Dengan tambahan tersebut, perusahaan memastikan kondisi stok LPG berada dalam posisi aman dan mencukupi untuk memenuhi kebutuhan masyarakat.
Selain menjaga ketersediaan LPG subsidi, Pertamina juga kembali mengingatkan masyarakat mampu agar beralih menggunakan LPG non-subsidi.
Produk yang direkomendasikan di antaranya Bright Gas 5,5 kilogram dan Bright Gas 12 kilogram.
Langkah ini dinilai penting agar subsidi energi pemerintah benar-benar tepat sasaran dan dapat dinikmati oleh masyarakat yang berhak.

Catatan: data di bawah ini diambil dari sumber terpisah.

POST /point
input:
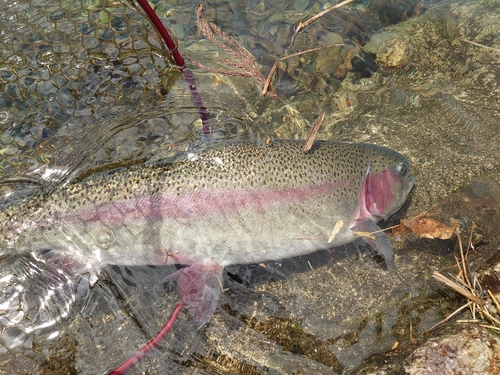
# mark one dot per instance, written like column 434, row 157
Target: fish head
column 387, row 183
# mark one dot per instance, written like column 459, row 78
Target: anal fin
column 199, row 287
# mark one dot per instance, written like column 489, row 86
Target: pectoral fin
column 378, row 240
column 199, row 287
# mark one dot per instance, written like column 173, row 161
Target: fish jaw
column 384, row 192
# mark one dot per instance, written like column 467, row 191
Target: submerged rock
column 470, row 351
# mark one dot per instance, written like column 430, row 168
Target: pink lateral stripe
column 194, row 204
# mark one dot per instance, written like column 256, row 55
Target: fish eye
column 402, row 169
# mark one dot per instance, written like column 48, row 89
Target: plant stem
column 176, row 55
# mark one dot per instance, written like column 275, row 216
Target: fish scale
column 236, row 203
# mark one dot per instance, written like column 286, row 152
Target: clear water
column 86, row 86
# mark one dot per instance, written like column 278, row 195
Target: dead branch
column 303, row 25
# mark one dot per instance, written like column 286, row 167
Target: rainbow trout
column 234, row 204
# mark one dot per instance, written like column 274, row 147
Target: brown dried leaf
column 427, row 227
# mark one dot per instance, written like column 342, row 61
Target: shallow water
column 87, row 86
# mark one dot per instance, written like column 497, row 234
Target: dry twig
column 267, row 83
column 470, row 289
column 314, row 131
column 244, row 63
column 481, row 45
column 303, row 25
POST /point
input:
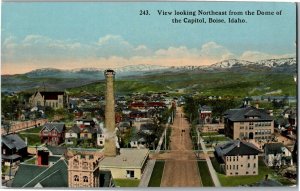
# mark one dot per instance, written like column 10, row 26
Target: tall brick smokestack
column 110, row 143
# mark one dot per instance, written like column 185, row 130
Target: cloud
column 256, row 56
column 37, row 51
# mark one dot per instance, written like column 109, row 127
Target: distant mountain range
column 272, row 65
column 60, row 79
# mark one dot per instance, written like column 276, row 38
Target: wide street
column 181, row 169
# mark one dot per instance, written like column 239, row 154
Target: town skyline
column 98, row 35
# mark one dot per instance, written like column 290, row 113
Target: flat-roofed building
column 248, row 122
column 130, row 163
column 238, row 158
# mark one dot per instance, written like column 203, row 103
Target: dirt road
column 181, row 169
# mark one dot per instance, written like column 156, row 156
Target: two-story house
column 205, row 114
column 238, row 158
column 52, row 99
column 248, row 123
column 276, row 154
column 13, row 149
column 53, row 133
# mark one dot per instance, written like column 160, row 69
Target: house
column 53, row 133
column 72, row 135
column 154, row 105
column 13, row 149
column 205, row 114
column 137, row 105
column 124, row 125
column 129, row 164
column 85, row 121
column 88, row 133
column 248, row 123
column 83, row 172
column 138, row 141
column 276, row 154
column 52, row 99
column 238, row 158
column 57, row 175
column 100, row 137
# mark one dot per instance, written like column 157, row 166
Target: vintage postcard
column 149, row 94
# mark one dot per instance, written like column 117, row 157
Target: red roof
column 156, row 104
column 137, row 104
column 51, row 95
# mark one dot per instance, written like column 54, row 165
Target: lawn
column 228, row 181
column 205, row 174
column 215, row 139
column 209, row 134
column 30, row 161
column 32, row 130
column 32, row 139
column 127, row 182
column 157, row 174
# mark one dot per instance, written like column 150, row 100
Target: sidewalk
column 150, row 165
column 209, row 164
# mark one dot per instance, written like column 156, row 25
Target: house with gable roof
column 248, row 122
column 238, row 158
column 53, row 133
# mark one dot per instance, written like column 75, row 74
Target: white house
column 72, row 134
column 276, row 154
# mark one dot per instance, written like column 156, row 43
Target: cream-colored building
column 52, row 99
column 238, row 157
column 83, row 171
column 248, row 123
column 130, row 163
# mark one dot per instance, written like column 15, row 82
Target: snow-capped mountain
column 277, row 62
column 282, row 65
column 140, row 68
column 231, row 63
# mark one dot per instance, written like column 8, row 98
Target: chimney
column 256, row 105
column 43, row 157
column 110, row 144
column 266, row 177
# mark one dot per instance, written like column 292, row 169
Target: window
column 85, row 179
column 130, row 173
column 76, row 178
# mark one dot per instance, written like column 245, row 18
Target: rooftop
column 237, row 147
column 134, row 158
column 247, row 113
column 13, row 141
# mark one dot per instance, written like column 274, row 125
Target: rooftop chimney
column 110, row 142
column 43, row 157
column 256, row 105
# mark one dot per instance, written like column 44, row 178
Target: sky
column 72, row 35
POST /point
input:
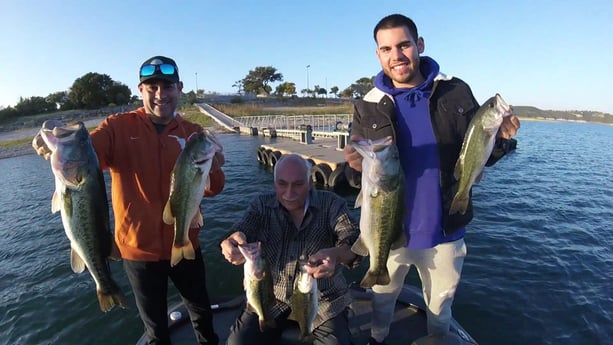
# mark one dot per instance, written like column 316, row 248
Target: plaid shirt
column 326, row 224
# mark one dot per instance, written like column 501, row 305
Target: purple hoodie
column 419, row 159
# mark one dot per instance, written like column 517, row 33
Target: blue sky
column 548, row 54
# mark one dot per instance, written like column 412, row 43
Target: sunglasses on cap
column 149, row 70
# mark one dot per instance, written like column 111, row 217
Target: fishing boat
column 408, row 326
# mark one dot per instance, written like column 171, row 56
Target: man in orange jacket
column 140, row 149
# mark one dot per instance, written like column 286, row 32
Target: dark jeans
column 149, row 281
column 246, row 331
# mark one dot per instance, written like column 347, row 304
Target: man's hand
column 352, row 157
column 229, row 248
column 508, row 128
column 38, row 144
column 322, row 264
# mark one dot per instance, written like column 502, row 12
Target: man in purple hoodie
column 427, row 113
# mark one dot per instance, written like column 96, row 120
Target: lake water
column 539, row 268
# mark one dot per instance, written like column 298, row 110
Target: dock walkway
column 320, row 139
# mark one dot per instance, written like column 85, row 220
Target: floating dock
column 320, row 139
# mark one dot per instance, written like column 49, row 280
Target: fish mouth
column 59, row 130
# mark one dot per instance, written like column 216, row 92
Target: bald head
column 295, row 162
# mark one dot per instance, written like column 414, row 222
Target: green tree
column 362, row 86
column 94, row 90
column 286, row 89
column 34, row 105
column 239, row 85
column 334, row 91
column 59, row 98
column 257, row 80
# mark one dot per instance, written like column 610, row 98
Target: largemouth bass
column 304, row 302
column 189, row 179
column 382, row 203
column 258, row 284
column 80, row 196
column 476, row 149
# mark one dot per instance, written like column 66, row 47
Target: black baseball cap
column 159, row 67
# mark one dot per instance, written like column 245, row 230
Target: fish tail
column 267, row 324
column 108, row 300
column 372, row 278
column 179, row 253
column 459, row 204
column 307, row 337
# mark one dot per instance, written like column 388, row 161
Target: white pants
column 439, row 269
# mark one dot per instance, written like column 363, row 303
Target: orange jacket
column 141, row 162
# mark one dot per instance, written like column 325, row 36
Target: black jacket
column 452, row 106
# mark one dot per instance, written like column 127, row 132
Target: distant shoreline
column 26, row 149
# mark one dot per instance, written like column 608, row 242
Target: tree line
column 95, row 90
column 258, row 81
column 91, row 91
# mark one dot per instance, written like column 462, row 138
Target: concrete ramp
column 222, row 119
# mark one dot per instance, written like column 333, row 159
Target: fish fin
column 479, row 177
column 359, row 247
column 358, row 200
column 115, row 254
column 108, row 300
column 167, row 216
column 459, row 204
column 56, row 202
column 457, row 171
column 371, row 278
column 76, row 263
column 179, row 253
column 197, row 221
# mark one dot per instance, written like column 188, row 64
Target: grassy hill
column 575, row 115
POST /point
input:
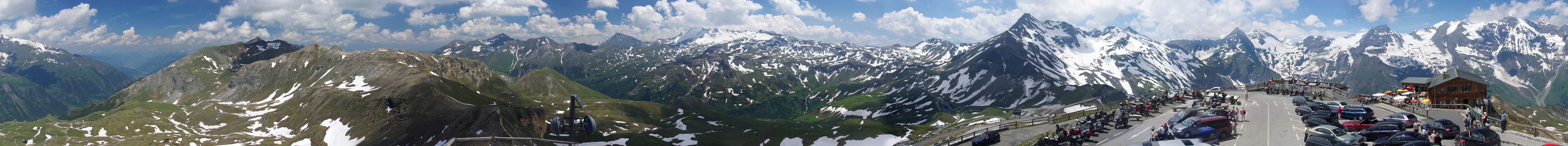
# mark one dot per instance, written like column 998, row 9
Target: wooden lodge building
column 1451, row 87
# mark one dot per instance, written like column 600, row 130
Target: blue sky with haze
column 429, row 24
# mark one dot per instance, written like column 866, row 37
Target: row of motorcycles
column 1081, row 131
column 1316, row 96
column 1368, row 100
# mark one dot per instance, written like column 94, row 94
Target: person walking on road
column 1241, row 112
column 1504, row 121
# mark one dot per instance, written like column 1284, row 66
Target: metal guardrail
column 455, row 140
column 1028, row 123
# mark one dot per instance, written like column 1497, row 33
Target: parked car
column 1221, row 125
column 1357, row 126
column 1186, row 142
column 1319, row 104
column 1399, row 139
column 1479, row 137
column 1301, row 101
column 1184, row 115
column 1315, row 121
column 1323, row 114
column 1382, row 129
column 987, row 137
column 1340, row 134
column 1302, row 110
column 1420, row 144
column 1221, row 112
column 1370, row 115
column 1410, row 120
column 1324, row 140
column 1355, row 114
column 1443, row 128
column 1337, row 104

Pertamina juga mengimbau masyarakat untuk membeli LPG 3 kilogram di pangkalan resmi agar memperoleh harga sesuai ketentuan pemerintah serta jaminan ketersediaan stok.
“Kami mengimbau masyarakat untuk membeli LPG 3 Kg di pangkalan resmi Pertamina agar memperoleh produk dengan harga sesuai ketentuan pemerintah dan stok yang terjamin. Informasi lokasi pangkalan resmi terdekat juga dapat diakses melalui website subsiditepatlpg.mypertamina.id,” tambah Taufiq.
Selama periode libur Tahun Baru Islam, Pertamina Patra Niaga Regional Jawa Bagian Tengah memastikan akan terus memantau distribusi LPG agar kebutuhan energi masyarakat di Jawa Tengah dan DIY tetap terjaga dengan baik.